Ecossistema educacional voltado às terras raras
Cada ano, centenas de estudantes se deslocam para Baotou, na Mongólia Interior, onde instituições como a Universidade de Ciência e Tecnologia da Mongólia Interior oferecem cursos especializados em terras raras. Após a formatura, muitos seguem diretamente para refinarias, centros de pesquisa ou indústrias que produzem ímãs para motores elétricos, jatos e turbinas eólicas.
Levantamento da agência Reuters indica que a China conta com mais de 40 laboratórios dedicados ao tema e pelo menos 11 universidades e faculdades técnicas que formam mais de 500 alunos por ano. O modelo integra formação acadêmica, pesquisa aplicada e setores de mineração e refino, criando profissionais capazes de atuar imediatamente nas linhas de produção.
“Na China, eu costumava contratar jovens recém-formados e eles se tornavam produtivos imediatamente. Em qualquer outro lugar, eu precisava treiná-los por três anos”, afirmou Constantine Karayannopoulos, ex-CEO da Neo Performance Materials e Molycorp, à Reuters.
Currículo alinhado às demandas da indústria
Os cursos abordam toda a cadeia produtiva das terras raras, desde a metalurgia até a fabricação de ímãs e gestão de suprimentos. Em várias instituições, parte das aulas ocorre em instalações de empresas parceiras, garantindo contato direto com processos de refino e aplicação dos minerais.
Materiais didáticos analisados pela Reuters revelam ainda módulos sobre a geopolítica das terras raras e seu uso em sistemas militares dos Estados Unidos. Para David Parker, especialista da Universidade de Durham, o programa chinês é “altamente especializado” e reforça a posição de destaque da China em ciência e engenharia desses elementos.
Imagem: Imagem ilustrativa
Resposta do Ocidente
Diante da supremacia chinesa, os Estados Unidos e outros países ocidentais têm investido bilhões de dólares em programas acadêmicos, pesquisa e novas iniciativas de mineração. Porém, em 2023, as universidades americanas concederam pouco mais de 200 diplomas em engenharia de mineração e metalurgia, refletindo a escassez de mão de obra especializada no setor.

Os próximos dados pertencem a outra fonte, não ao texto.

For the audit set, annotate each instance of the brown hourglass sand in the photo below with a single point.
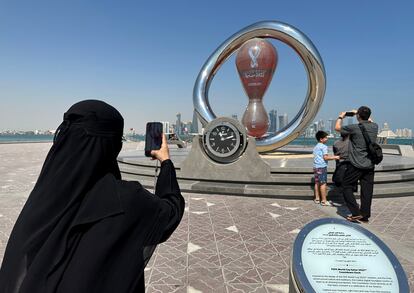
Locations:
(256, 62)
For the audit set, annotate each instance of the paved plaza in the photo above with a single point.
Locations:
(223, 243)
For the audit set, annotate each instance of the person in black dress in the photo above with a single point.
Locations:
(83, 229)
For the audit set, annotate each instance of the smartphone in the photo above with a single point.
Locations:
(153, 137)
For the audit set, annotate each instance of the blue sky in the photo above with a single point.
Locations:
(144, 57)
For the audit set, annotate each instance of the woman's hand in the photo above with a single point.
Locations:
(163, 153)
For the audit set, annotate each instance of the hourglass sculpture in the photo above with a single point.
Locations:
(256, 62)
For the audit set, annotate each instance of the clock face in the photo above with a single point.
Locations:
(223, 141)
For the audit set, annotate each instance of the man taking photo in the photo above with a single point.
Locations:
(360, 165)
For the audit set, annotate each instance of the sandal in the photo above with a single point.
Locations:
(354, 219)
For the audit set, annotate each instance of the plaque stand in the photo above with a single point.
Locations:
(249, 167)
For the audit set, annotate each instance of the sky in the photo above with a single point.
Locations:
(143, 58)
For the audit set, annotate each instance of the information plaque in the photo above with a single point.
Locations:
(333, 255)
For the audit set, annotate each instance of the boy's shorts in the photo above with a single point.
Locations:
(321, 175)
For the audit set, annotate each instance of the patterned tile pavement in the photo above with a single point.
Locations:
(224, 243)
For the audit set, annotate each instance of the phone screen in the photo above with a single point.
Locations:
(153, 137)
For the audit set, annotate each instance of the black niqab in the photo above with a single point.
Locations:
(81, 222)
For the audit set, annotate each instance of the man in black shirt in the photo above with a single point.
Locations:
(360, 165)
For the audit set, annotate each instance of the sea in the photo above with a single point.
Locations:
(305, 141)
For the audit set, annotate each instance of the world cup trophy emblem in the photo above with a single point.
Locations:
(256, 62)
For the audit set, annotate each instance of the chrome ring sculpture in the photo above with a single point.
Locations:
(310, 58)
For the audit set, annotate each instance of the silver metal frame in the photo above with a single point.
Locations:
(310, 58)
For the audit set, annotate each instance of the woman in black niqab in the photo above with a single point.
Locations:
(83, 229)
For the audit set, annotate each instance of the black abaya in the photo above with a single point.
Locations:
(83, 229)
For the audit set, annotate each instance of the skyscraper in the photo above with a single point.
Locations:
(273, 121)
(194, 124)
(283, 121)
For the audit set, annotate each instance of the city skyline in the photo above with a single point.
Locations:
(144, 58)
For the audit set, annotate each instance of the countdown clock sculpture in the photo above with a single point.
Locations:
(224, 140)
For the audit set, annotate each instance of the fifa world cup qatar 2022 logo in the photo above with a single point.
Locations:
(256, 62)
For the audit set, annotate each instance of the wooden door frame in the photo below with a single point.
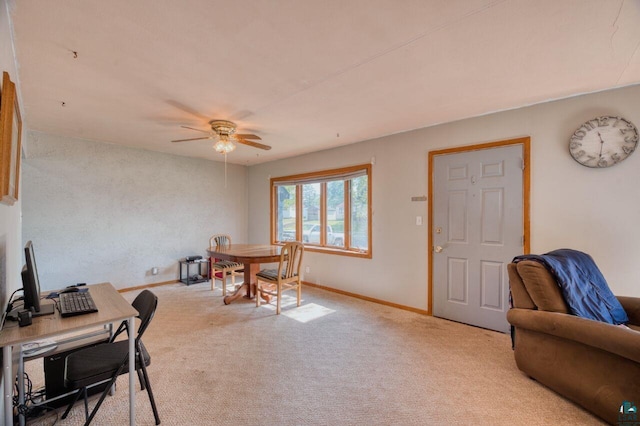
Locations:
(526, 183)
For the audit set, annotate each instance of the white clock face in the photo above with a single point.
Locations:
(603, 141)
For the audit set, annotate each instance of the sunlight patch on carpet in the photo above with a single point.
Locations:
(304, 313)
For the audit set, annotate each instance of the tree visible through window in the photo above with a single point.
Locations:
(328, 210)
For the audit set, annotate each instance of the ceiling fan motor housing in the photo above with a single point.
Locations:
(223, 127)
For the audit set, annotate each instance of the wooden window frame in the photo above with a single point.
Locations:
(322, 177)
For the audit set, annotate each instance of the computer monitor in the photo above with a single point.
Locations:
(31, 284)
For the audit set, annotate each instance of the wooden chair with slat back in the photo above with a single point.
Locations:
(219, 268)
(286, 277)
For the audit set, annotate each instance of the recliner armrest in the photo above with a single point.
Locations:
(611, 338)
(631, 306)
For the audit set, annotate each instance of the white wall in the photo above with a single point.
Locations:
(592, 210)
(99, 212)
(10, 230)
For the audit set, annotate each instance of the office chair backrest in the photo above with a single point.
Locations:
(145, 303)
(290, 259)
(220, 240)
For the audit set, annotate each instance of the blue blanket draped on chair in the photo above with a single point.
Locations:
(582, 285)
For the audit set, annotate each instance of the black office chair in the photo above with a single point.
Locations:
(109, 360)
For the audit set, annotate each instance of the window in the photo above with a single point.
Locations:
(329, 211)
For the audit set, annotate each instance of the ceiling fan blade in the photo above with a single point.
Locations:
(253, 144)
(248, 136)
(192, 139)
(193, 128)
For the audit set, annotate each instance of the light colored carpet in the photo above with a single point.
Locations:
(335, 360)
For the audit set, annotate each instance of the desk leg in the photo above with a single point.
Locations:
(250, 271)
(21, 419)
(8, 385)
(132, 371)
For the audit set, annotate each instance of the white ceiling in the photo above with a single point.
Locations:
(306, 75)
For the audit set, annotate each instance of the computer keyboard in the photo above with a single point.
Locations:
(76, 304)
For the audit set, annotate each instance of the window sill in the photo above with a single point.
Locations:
(334, 250)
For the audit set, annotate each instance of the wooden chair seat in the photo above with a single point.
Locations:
(286, 277)
(221, 269)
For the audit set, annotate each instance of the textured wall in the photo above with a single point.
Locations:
(99, 212)
(593, 210)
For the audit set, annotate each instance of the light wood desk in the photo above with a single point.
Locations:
(251, 255)
(112, 308)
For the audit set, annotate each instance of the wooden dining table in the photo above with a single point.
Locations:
(251, 255)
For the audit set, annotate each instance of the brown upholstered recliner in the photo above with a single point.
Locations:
(594, 364)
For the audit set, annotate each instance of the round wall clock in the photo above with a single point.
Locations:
(603, 141)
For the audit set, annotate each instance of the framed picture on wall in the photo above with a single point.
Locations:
(10, 141)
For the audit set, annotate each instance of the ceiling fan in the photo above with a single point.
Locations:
(224, 133)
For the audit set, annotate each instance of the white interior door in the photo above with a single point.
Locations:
(478, 228)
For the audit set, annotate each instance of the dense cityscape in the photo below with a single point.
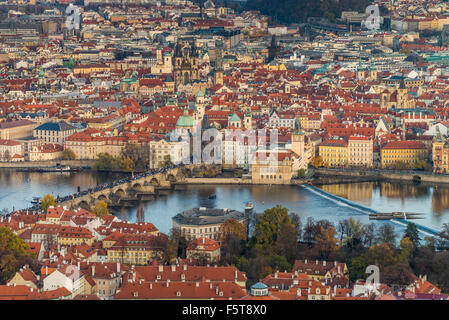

Além do reforço financeiro, o governo chinês passou a impor restrições de contato entre técnicos de terras raras e estrangeiros, chegando a exigir que alguns profissionais entregassem seus passaportes. Em contrapartida, instituições norte-americanas ampliaram seus programas, mas ainda encontram dificuldade para alcançar o nível de integração visto na China.
A disputa pelas terras raras deixou de ser apenas uma questão de extração mineral e avança nas salas de aula e laboratórios, consolidando a liderança chinesa após décadas de investimento estruturado em pesquisa, indústria e formação técnica.